For these fans the release of The Dreaming is an important moment because, though they love all their music in all languages, this is another potential entry point for new English-speaking fans. There’s a certain thrill to hearing them sing in English too. Priscilla, a 37-year-old fan from California, describes a meme in the fandom that boils down to: Monsta X Japanese albums say, ‘Hey, I think you’re cute’, Korean albums say, ‘Hey, I wanna date’ and English albums say ‘Hey, I wanna hook up.’ “I like the English albums,” Priscilla says flatly. “It’s more fun as a fan to hear them be adult men as opposed to the normal K-pop that skirts around it.”

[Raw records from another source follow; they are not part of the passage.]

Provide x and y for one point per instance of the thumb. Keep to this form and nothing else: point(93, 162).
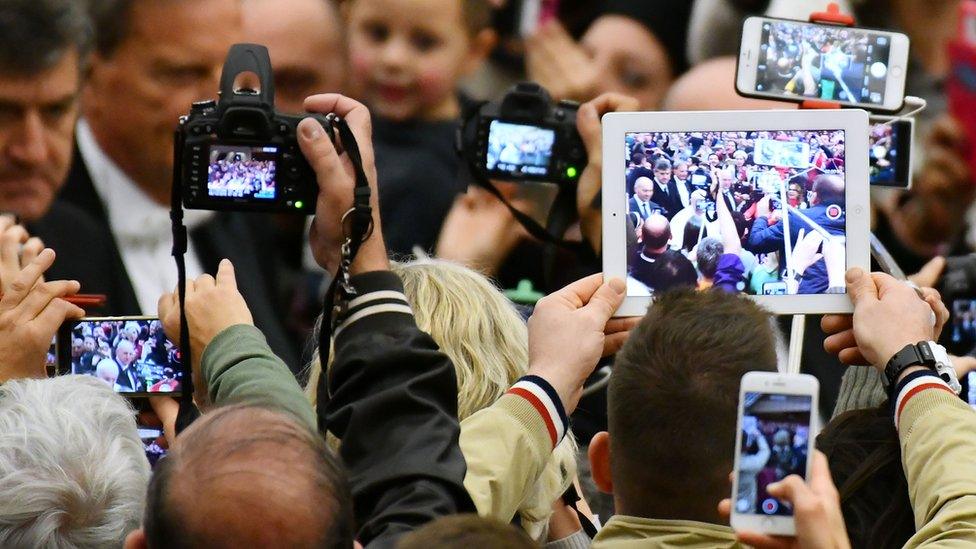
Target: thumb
point(225, 275)
point(860, 286)
point(606, 299)
point(929, 274)
point(590, 129)
point(318, 150)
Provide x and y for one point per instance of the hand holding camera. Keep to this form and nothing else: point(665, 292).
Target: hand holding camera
point(212, 305)
point(31, 311)
point(337, 180)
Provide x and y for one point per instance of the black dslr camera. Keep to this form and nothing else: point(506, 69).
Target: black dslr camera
point(238, 153)
point(525, 137)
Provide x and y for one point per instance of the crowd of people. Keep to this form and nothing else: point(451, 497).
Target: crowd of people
point(837, 64)
point(748, 212)
point(129, 356)
point(237, 174)
point(451, 412)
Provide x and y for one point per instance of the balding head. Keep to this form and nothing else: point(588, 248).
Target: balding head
point(710, 86)
point(304, 39)
point(644, 189)
point(248, 477)
point(829, 189)
point(656, 233)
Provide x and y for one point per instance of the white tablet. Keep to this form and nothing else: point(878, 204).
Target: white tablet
point(772, 204)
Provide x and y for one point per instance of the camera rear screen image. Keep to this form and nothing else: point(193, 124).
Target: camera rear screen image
point(823, 62)
point(519, 149)
point(889, 153)
point(775, 433)
point(131, 356)
point(782, 229)
point(242, 172)
point(151, 442)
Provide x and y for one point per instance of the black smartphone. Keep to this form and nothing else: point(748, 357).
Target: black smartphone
point(890, 151)
point(129, 353)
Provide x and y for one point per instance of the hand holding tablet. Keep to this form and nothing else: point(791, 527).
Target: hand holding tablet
point(792, 191)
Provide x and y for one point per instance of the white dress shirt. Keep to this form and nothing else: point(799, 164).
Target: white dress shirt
point(141, 228)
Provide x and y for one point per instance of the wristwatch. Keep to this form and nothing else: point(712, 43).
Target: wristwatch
point(925, 353)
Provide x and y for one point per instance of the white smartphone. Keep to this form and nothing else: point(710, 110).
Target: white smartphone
point(797, 61)
point(774, 439)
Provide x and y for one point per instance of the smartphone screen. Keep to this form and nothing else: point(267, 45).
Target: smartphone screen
point(810, 61)
point(774, 444)
point(151, 442)
point(130, 354)
point(890, 153)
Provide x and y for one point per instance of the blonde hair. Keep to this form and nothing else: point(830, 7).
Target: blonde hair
point(486, 338)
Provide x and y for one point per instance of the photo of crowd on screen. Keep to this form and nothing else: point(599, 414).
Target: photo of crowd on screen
point(758, 212)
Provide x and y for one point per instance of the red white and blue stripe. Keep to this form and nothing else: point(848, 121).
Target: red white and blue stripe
point(540, 394)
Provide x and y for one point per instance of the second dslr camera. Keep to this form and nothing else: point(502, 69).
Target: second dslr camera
point(238, 153)
point(525, 137)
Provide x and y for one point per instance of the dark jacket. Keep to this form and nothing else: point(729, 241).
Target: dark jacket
point(226, 235)
point(393, 405)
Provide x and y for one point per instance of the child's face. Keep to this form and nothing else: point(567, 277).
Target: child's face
point(407, 55)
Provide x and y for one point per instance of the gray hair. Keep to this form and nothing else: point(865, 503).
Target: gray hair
point(36, 35)
point(73, 472)
point(710, 249)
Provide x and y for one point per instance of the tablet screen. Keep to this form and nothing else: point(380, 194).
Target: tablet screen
point(755, 212)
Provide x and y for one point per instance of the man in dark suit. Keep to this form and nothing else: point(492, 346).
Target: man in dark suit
point(680, 185)
point(665, 193)
point(827, 211)
point(39, 93)
point(143, 78)
point(642, 203)
point(125, 359)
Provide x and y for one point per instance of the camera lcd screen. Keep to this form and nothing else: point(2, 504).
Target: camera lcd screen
point(237, 172)
point(775, 432)
point(151, 442)
point(783, 228)
point(823, 62)
point(889, 153)
point(131, 356)
point(518, 149)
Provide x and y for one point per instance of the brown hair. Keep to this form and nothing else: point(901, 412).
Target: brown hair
point(865, 462)
point(464, 532)
point(673, 398)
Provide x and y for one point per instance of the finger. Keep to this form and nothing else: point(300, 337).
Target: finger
point(43, 294)
point(606, 299)
point(579, 292)
point(929, 274)
point(204, 282)
point(320, 152)
point(821, 482)
point(836, 343)
point(861, 287)
point(613, 343)
point(725, 508)
point(10, 243)
point(853, 357)
point(762, 541)
point(616, 325)
point(54, 315)
point(353, 112)
point(832, 324)
point(225, 275)
point(32, 248)
point(27, 278)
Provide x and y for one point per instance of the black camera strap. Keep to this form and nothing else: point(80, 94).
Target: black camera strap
point(357, 224)
point(188, 411)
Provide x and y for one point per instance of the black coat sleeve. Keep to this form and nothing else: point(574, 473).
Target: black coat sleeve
point(394, 406)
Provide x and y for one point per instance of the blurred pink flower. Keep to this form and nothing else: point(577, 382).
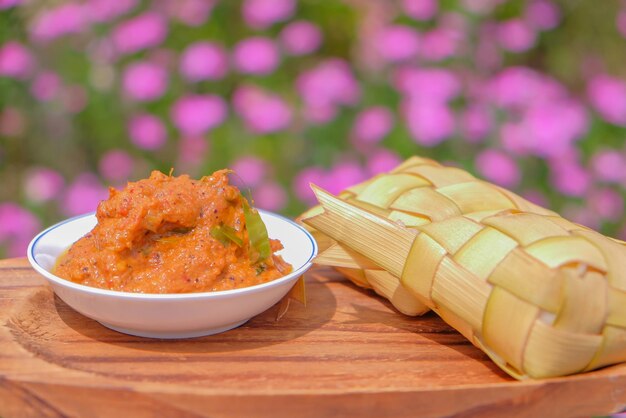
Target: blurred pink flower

What is “the dreaming”: we hear the question and response again and again over the three days. Monsta X are delighted to explain that it’s a reference to how they’ve been dreaming of seeing their fans again. A question they do not like to hear is “What are your goals?” It’s often asked of K-pop groups, both domestically and internationally, but is only relevant to Monsta X when they ask it of themselves. The group describe the bittersweet moment their absent member Shownu departed for military service. After Minhyuk shaved Shownu’s head, he left their house and saluted them for the last time from the opposite side of the street. “Being a man in Korea is a duty,” I.M. says, as they all chime in that they know the fate is imminent for each of them as they’re reaching the age range of service. “Life is quite difficult and specifically Korean men’s duty is to do military service for two years, so you have to organise ‘What are we gonna do before we go? We have to work out: ‘What do I have to do before I go? What do I need to accomplish?’”

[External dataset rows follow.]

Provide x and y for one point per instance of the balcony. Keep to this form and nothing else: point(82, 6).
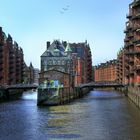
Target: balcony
point(137, 67)
point(137, 43)
point(130, 52)
point(136, 16)
point(126, 39)
point(129, 35)
point(136, 3)
point(129, 15)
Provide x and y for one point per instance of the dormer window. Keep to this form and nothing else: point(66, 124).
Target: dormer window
point(56, 52)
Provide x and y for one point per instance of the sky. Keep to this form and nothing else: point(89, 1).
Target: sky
point(32, 23)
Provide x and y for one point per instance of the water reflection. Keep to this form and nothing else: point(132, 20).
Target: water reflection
point(102, 115)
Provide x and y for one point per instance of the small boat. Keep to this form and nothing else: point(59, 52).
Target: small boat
point(48, 93)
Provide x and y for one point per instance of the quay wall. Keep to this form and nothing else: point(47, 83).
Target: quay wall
point(64, 95)
point(67, 96)
point(134, 95)
point(6, 95)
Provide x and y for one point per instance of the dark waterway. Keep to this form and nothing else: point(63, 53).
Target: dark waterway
point(102, 115)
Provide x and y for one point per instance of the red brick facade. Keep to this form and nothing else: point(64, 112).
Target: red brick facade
point(11, 61)
point(132, 44)
point(106, 72)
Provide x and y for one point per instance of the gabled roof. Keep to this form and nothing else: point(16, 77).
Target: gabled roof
point(68, 48)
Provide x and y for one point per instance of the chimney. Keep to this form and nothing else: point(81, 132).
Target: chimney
point(0, 29)
point(48, 44)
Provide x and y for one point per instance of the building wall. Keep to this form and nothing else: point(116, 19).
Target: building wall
point(11, 61)
point(132, 44)
point(78, 62)
point(106, 72)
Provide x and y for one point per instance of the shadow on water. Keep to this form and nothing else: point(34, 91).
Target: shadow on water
point(29, 95)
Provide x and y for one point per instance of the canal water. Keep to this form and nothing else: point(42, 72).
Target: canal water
point(101, 115)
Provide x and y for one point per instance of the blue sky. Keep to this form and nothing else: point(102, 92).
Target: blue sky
point(33, 22)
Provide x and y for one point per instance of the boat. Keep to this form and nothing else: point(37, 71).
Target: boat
point(48, 93)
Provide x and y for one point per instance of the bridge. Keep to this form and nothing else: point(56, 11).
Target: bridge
point(92, 85)
point(22, 86)
point(103, 85)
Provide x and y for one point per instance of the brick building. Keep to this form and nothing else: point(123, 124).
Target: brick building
point(121, 67)
point(11, 61)
point(71, 58)
point(132, 44)
point(84, 61)
point(106, 72)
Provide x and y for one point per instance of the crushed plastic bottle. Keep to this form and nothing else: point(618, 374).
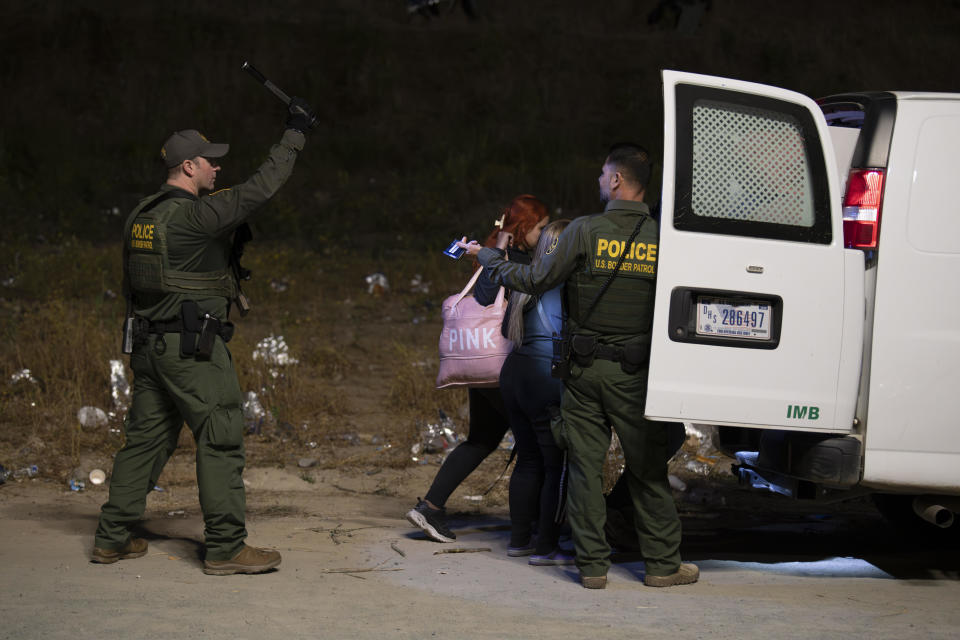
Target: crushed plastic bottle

After the interview concludes and one of the dictaphones is switched off, Monsta X disperse to drink their iced coffee and prepare for some quick photographs for us. First the ever-thoughtful and serious I.M. has a question of his own. “I think your job is very interesting because you’ve been following us around for two, three days,” he says, tentatively. “It’s kind of like exploring somebody’s undiscovered world. That’s your job – what’s it like? You learn about us, how we do everything.” It is interesting to observe what’s going on for an individual or a group, beyond the stories you’re being told from different directions, I say. You can get a feel for their energy, how they’re moving through their world at that given time and why that might be. The others move off to line against the wall for photographs.

“I’m just quite curious about your life and how you’re feeling about this,” I.M. says. There’s no time for a considered answer: “Your turn now,” Joohoney says. The photographer is preparing for the next shot. “Do you want a sad face or a smiley face?” I.M asks, presumably of the photographer but seemingly to everyone in the over-crowded room.